Tout est question de listes

Il y a maintenant plus d’un an que nous sommes en poste au Pakistan. Notre premier poste dans le monde de la diplomatie.
Ordinairement un poste, pour un diplomate belge à l’étranger, c’est 4 ans. On l’a déjà vu, c’est la base. Base qui peut être modifiée parfois, comme lorsque ledit poste est considéré comme « hardship » ; dépendant des niveaux tout ça tout ça … L’important ici c’est de retenir que le Pakistan, c’est un poste hardship de niveau 7, sur une échelle allant de 1 à…7. Et que ces postes offrent la possibilité de demander une nouvelle affectation au bout de 2 ans.

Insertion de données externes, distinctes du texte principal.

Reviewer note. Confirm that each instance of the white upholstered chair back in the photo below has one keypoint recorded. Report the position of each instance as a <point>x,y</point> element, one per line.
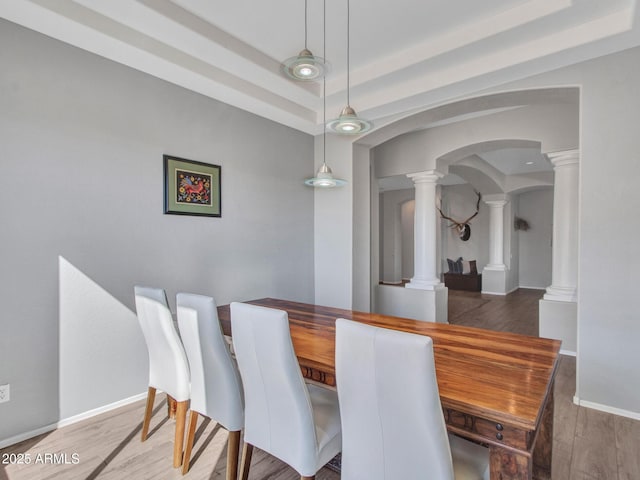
<point>168,365</point>
<point>216,388</point>
<point>392,421</point>
<point>281,411</point>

Ouaip, comme cadeau de bienvenue, Bruxelles nous a servi le hardship le plus élevé. J’hésite encore à sourire à la blague tellement cette assignation semblait avoir été faite avec les pieds (non qu’elle ne soit justifiée cependant, et ça on l’entend parfaitement) L’avantage d’un poste pareil, c’est qu’il se limite à 3 ans, avec une possibilité de demander un mouvement au bout de deux ans. Tout à la joie de découvrir le Pakistan, nous étions néanmoins déjà quasi sûrs de ne pas demander notre reste et même de laisser du rab à nos petits camarades ayant EUX exprimer le souhait plein et sincère, de venir en poste ici. Notre première année nous aura confortés dans cette idée.
Nous voilà donc à un peu plus de mi-parcours.
Début octobre nous avons donc officiellement fait notre demande pour une nouvelle affectation pour l’été prochain. Déjà 2 étés, nous ne ferons pas le 3e donc. La demande a été acceptée et quelques semaines plus tard nous recevions la liste des postes à pourvoir.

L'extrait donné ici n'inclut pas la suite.